Classic Australian Children's and YA Novels #4: The Gathering

I’ve been reading Australian children’s and young adult fantasy for a grant application, and this week came to Isobelle Carmody’s The Gathering (1993). It was joint winner of the CBCA Book Award for Older Readers in 1994. Unlike awards for adult fiction, which tend to marginalise genre fiction, the CBCA prize lists includes many fantasy titles among its young adult prize winners.

As part of the project I’m planning, I’m interested in thinking about how Australian children’s and young adult fantasy replicates familiar tropes and conventions from British and American examples, but also in how it might depart from them. The Gathering struck me as unusual because it depicts an Australian small town that is overcome by forces of darkness.

Protagonist Nathanial moves to Cheshunt with his mother and dog, The Tod, after a peripatetic childhood in the wake of his parents’ divorce. He discovers that there is a culture of surveillance surrounding teenagers in the town, and is soon pressured by the vice-principal, Mr Karle, to join The Gathering, like most of the other students in the school.

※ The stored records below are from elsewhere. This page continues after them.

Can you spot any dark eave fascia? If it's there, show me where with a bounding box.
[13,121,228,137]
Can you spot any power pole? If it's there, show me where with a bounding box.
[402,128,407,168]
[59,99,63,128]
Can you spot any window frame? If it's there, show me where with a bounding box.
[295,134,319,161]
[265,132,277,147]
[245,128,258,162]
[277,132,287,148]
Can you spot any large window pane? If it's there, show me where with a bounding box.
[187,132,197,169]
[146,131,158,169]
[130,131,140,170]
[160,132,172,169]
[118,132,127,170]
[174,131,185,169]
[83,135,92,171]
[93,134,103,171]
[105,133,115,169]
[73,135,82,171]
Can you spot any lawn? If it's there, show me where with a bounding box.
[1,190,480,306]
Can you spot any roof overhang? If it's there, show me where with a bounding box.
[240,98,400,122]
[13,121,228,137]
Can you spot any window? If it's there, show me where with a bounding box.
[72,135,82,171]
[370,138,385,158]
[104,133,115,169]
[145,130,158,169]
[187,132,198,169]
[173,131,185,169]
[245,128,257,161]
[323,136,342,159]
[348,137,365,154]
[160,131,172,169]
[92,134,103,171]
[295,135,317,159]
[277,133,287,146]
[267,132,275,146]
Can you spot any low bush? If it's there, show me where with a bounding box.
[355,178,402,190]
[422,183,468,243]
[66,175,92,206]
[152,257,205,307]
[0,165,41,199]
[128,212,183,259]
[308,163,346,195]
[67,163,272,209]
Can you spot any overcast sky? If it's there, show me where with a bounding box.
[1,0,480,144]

Nathanial is sceptical of The Gathering and alarmed by the threatening presence of a youth patrol and wild dogs in the town. He finds like-minded students at school who are similarly resistant to The Gathering, and becomes part of a small group who are working together to resist whatever evil is overcoming Cheshunt.

The novel introduces a high level of doubt about the motivations of adults, especially those who occupy positions of authority, such as teachers and the police. One of Nathanial’s teachers, Mrs Vellan, is especially sadistic in her questioning, asking him why he never saw his father after the divorce. With her yellowed eyes that recall that dogs that terrorise the town, she attempts to convince Nathanial that children’s innocence clouds their judgement:
People do not see clearly when they are young, Nathanial. There is too much they do not know. Too much hidden from them. That is why children must learn to trust and respect their elders. The problem is that often young people think they know more than adults. Even, that they can live without them. (106)

Despite Mrs Vellan’s claims, Nathanial and his friends must fight their battle without the help of adults. As Nathanial’s friend Danny notes after he is assaulted by police, “in the sleazy adult world, there aren’t any good guys” (121).With even Nathaniel’s mother concerned that it is her son who is simply being disobedient in his conflicts with the school vice-principal, he can only turn to the saviour for all young outsiders: the public library!

In the pre-internet era, Nathaniel visits the public library to view back issues of newspapers in the quest to discover what the past might have to reveal about the threatening presences in Cheshunt. Through some detective work and tracking down elderly former residents of the town, Nathanial discovers that long ago five other young people in the town were also drawn to the light to battle the darkness, with some giving their lives. Nathanial’s small group each takes on an ancient symbol, such as a rusted sword, bowl of healing, and fire torch, that will be “forged into a Chain” that will drive back the Darkness and prevent it becoming stronger.

 On GoodReads the book polarises readers, some of whom find it confronting in its darkness. Indeed, the Gathering is likened to “A youth militia. Like Hitler’s Jugend”, with Mr Karle using his students as a tool for “spread[ing] the darkness” (191). Indeed, the town of Cheshunt itself makes for a depressing setting, with the omnipresent stench of an abattoir, and “old and derelict” factories surrounded by salt pans that “were a murky pink colour, which meant that chemicals had been added” (130).

The idea of what is good and pure being tainted by adults, extends to the children of Cheshunt. As Nathanial reasons, five kids had responded to “the Call” to defeat the darkness instead of adults because “believing was something kids could do better than adults” (149). The town is “bruised by evil”, but in a way that repeats itself “like echoes all around” Nathanial.

Ultimately, The Gathering belongs to a long line of fantasy novels that situates a child or group of children as the only ones who can conquer evil. In opposition to the goodness of children who believe that they can overcome darkness, adults are susceptible to the temptations of power, and care little about the destruction and harm they cause to the land, young people, or to life itself.